Ouida Barnett’s voice, singing, began to ring inside Nola’s ears.
Run run mourner run
bright angels above
oh-oh run run mourner run
bright angels above...
Beneath the singing, Ouida’s voice asked the unspoken question in Nola’s eyes.
What makes a woman forsake her child for a man?
If I had two wings
bright angels above
If I just had two wings
bright angels above...
Nola forced the sound of Ouida Barnett’s singing from her mind. As she neared Septeema the air turned electric.
She tasted salt on her tongue. She ran with her eyes closed. Panting. She saw El’s body turn. Falling. Turning around and over like the world. Then up. The body was up and moving. Out of endless black. The swirling black where dreams begin.
“Hold on, Septeema.” Nola shouted through the static.
Behind El’s body, Ouida Barnett laughed. A wild moaning laughter like a lowdown sun. Laughing. Mocking. Remembering.
“You better hold on,” Nola’s mother screamed, cackling.
The singing began again, louder.
Oh-oh, run run mourner run
bright angels above
oh-oh run run mourner run
bright angels above
I would fly away to the kingdom
if I just had two wings...
Nola could not push her mother away. She felt icy fingers on her soul. She was engulfed in a putrified cloud. The body stood.
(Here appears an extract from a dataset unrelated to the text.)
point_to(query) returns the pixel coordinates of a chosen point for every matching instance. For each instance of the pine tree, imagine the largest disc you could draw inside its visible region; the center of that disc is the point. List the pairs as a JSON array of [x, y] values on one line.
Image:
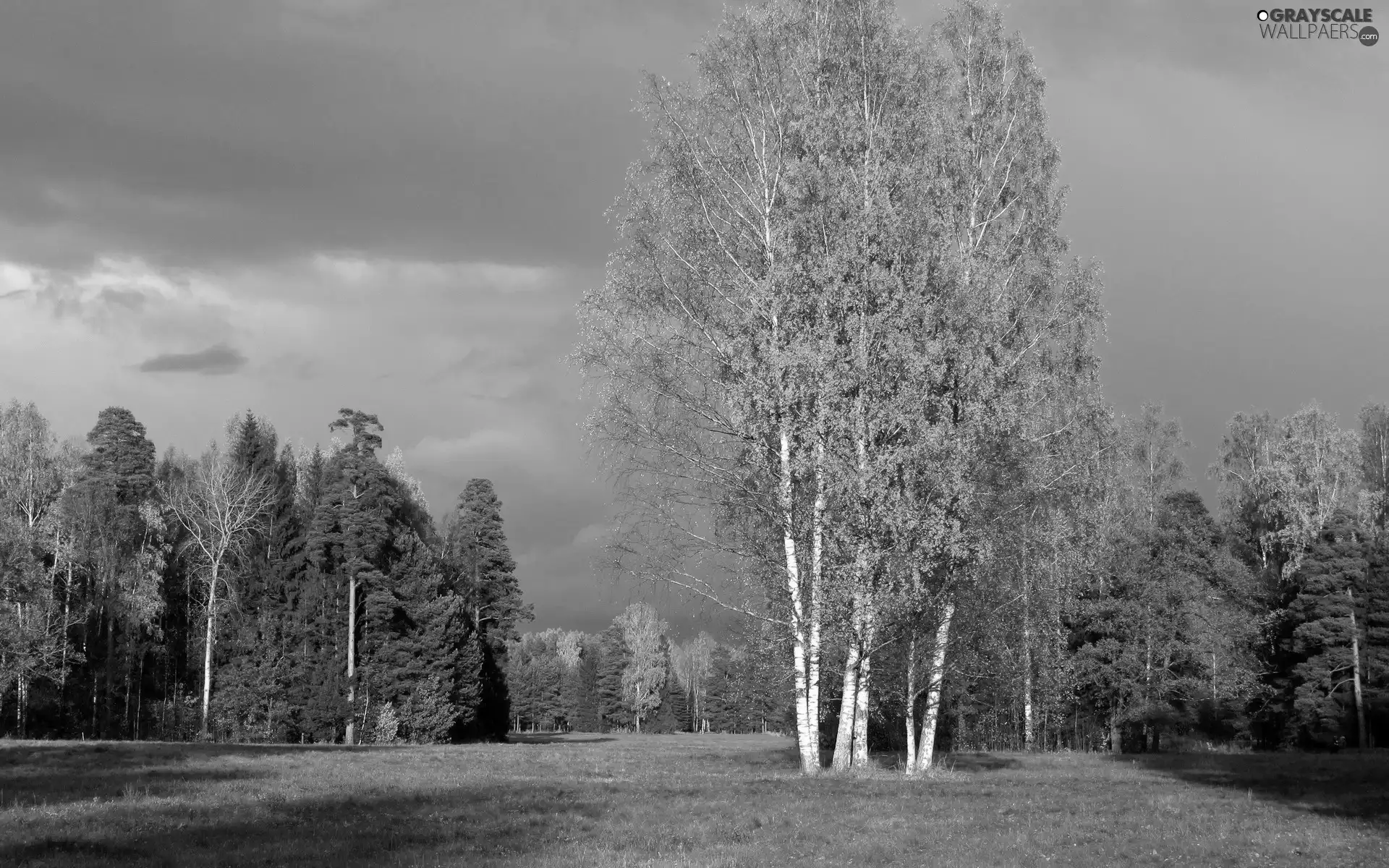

A body of dried skin over bones. Still as death. Still as Ouida Barnett’s heart. Blood was on the rocks. A chant began: Paint the body red. Paint the body red. The body shook like a rattle. A holy gourd shaking. Its feet stomped the dry red earth. White teeth shining like polished bones. Her mother’s mouth opened wide, singing:
You gotta escape for your life
bright angels above
you just gotta escape for your life
bright angels above ...
The body stopped its stomping. Turned its hollow eyes on the girl. “ISSSSSS,” it whistled. The air stopped moving. Nola couldn’t breathe. She couldn’t breathe and her mother was laughing. She fell into a numbness. The body beat the ground with a stick. Her mother beat the ground with a stick. “ISSSSSS,” they whistled. Nola’s father stood behind her mother behind the body. Light shining from the hole inside his chest. His face was a painted mask. Black. Red. He opened his mouth to join her mother singing,
Oh-oh, run run mourner run
bright angels above
Oh-oh, run run mourner run...
The body held its bony fingers out to the girl. Her mother’s song became part of Nola now. Bone. Flesh. Blood. Her feet hit the ground to its rhythm. She was the mourner on the road. Running. Running for her life, the girl’s.
“Let her go. It’s not her fault I left and didn’t do what you wanted me to do. The blame belongs to me,” Nola shouted at El’s body, her mother and father, trying to get the girl.
“I came back, didn’t I? Can’t you see I came back? I’m gonna settle my accounts. I left all of you, but didn’t I come back? I came back to claim my child before this blood memory steals her from me, from even herself. I came back to keep my baby girl with the living, not the dead.”
They all stepped back. Into the darkness. Into the watery black.
Running till she could almost fly, Nola reached Septeema, grabbed her, stroked her wrinkled skin as if by touch she would learn who Septeema truly was. As the other children looked on, astonished, Nola held Septeema in her arms and told her over and over, till the sound of Nola’s voice turned gentle as a waterwheel as she stroked the girl’s arms down, wiped the terror from her face and rocked her gently, saying the words till they sounded like a song, “It’s all right. It’s all right. We’re gonna be all right.”